Sep 11, 12
Read from September 02 to 10, 2012, read count: Uncountable
** spoiler alert **
One year after a plane crash took away his wife and two daughters, Joe Carpenter meets a woman who was supposed to have died in that accident as well, holding the secret of what really happened.
The title “Sole Survivor” doesn’t only point at this woman, but also at Joe himself. He’s the one left behind, the only one of his family still alive. The book is about loss, about grieving, accepting death, and about faith, believing that the human soul doesn’t just vanish into nothingness when shed of its mortal coils.
All this makes it quite heavy to swallow. It’s a dark story, a sad story, a depressing story even. Joe is a man who has basically given up on life and is just waiting to die, too scared to take care of it himself. And if it weren’t for a chance encounter on a public beach at the beginning of the novel, he might have gotten his wish. There’s almost no signature Koontz humor in this novel. It’s a very serious story.
“Sole Survivor” is mostly a mystery story, a conspiracy story, of the sort where the answers stay away until the final act. When they are delivered, the style changes very much and it’s like we’ve suddenly been transported into a science fiction story. Until we reach that conclusion, however, we’re pulled along with Joe into a very compelling investigation. But Joe isn’t just riding shotgun; he sets things in motion as well, even though he has no clue what’s going on.

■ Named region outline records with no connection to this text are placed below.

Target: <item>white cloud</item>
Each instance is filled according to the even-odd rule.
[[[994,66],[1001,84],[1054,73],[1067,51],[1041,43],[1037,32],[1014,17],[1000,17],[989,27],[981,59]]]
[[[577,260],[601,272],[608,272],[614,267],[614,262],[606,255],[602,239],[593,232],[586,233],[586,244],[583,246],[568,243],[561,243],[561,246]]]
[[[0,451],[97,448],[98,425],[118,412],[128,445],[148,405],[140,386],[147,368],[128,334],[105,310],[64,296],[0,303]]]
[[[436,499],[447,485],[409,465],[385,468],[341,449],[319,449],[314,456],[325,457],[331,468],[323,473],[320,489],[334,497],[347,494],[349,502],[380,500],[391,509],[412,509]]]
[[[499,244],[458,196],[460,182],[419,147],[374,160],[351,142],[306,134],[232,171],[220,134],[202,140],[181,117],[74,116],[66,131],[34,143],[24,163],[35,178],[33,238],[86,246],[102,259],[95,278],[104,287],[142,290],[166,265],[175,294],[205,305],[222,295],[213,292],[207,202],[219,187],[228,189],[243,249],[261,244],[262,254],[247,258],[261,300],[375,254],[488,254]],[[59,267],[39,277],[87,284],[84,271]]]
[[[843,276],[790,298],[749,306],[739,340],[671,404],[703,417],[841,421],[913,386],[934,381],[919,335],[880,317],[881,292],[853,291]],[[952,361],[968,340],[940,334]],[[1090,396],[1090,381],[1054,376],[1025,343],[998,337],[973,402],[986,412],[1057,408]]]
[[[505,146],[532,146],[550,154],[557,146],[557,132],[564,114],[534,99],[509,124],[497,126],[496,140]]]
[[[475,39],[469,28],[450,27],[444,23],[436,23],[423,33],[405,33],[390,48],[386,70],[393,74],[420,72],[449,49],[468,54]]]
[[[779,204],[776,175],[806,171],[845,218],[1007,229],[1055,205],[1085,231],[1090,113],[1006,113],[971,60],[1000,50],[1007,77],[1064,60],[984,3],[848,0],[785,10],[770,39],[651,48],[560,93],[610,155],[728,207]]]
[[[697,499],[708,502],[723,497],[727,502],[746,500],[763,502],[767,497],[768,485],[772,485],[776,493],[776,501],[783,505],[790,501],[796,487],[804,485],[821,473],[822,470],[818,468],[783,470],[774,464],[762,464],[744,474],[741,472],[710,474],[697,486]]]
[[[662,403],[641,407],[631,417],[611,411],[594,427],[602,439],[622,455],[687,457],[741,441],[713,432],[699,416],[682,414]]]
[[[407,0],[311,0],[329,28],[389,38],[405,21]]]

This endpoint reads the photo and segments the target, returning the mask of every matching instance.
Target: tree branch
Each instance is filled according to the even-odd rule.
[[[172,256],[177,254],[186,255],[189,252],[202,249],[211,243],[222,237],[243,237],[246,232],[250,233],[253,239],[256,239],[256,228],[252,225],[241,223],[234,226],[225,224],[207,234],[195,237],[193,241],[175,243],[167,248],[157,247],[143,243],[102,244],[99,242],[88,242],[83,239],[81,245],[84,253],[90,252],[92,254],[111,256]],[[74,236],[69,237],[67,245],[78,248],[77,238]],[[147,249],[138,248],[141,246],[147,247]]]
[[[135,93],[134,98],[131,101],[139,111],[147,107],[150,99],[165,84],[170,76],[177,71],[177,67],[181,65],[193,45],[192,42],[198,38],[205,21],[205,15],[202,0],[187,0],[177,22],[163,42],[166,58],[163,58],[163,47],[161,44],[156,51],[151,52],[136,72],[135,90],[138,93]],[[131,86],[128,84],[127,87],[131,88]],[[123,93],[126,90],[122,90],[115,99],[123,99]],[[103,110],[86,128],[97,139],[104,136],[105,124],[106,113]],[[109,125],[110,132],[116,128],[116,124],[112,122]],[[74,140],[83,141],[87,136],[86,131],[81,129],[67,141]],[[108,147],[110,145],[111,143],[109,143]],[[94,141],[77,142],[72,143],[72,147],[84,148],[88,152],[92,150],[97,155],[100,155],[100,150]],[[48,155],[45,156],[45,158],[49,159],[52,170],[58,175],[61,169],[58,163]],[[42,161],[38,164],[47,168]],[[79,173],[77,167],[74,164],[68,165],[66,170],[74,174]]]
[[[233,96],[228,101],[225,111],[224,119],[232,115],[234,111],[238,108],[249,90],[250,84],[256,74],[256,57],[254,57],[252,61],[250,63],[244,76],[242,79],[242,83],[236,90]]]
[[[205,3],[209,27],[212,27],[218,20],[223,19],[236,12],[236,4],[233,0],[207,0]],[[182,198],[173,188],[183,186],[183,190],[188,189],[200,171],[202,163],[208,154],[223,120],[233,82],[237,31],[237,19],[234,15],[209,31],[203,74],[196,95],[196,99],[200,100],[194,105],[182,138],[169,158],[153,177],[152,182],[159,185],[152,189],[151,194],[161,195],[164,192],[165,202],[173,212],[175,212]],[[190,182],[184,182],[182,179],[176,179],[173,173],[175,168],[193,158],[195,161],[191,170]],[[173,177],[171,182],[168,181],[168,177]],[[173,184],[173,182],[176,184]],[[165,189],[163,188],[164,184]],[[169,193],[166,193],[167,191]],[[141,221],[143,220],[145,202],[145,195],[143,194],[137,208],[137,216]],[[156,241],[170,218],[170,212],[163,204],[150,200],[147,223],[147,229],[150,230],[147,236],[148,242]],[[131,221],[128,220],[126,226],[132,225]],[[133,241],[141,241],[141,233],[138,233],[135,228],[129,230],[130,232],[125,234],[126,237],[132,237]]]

Even though the novel features an enigmatic woman, there’s no trace of a love story here. The book vows to transcend material and physical love and instead concentrates on the bigger picture.
While not necessarily religious in nature, it does discuss some of the building blocks of religious groups, combined with some radical sciences – which is in fact the only thing that makes it recognizably a Koontz novel. It’s a first taste of things to come in “From the Corner of His Eye”, but also the Chris Snow books, as if Koontz is testing the waters with some variety of his theories, to see whether his audience is open enough for them.
Plotwise, “Sole Survivor” always reminds me of “The Eyes of Darkness”, while the ending comes closer to “Dark Rivers of the Heart”. It’s a story that doesn’t really end, because it creates some kind of alternate universe of our world where the villains have become too large to be dismissed.
In the finale, I thought that Joe would reach out to the boy, tell him he cared and wanted to help him, convince him to stop the attack and perhaps break him out of the facility in true "Eyes of Darkness" style.
The ending in the woods also reminded me of this movie "Fallen" with Denzel Washington.
I remember when I first read this book, I was so totally swept away by the ending, and I was ready to believe in it myself. I didn't go so far as to actually take snapshots of gravestones, but I think I did stare at a photo of a loved one passed on, somewhat in the same way I sat at a kitchen table staring at a salt shaker after reading "Strangers" for the first time.
Reading the book again now, the impact is gone. Not because I believe less, but because the idea is no longer original, because I've encountered it - or a variety of it - in so many other books since.
I did get much more out of this book during this reading. The story of loss, of being left behind alone in the world, of losing all hope ... it's not only applicable to death.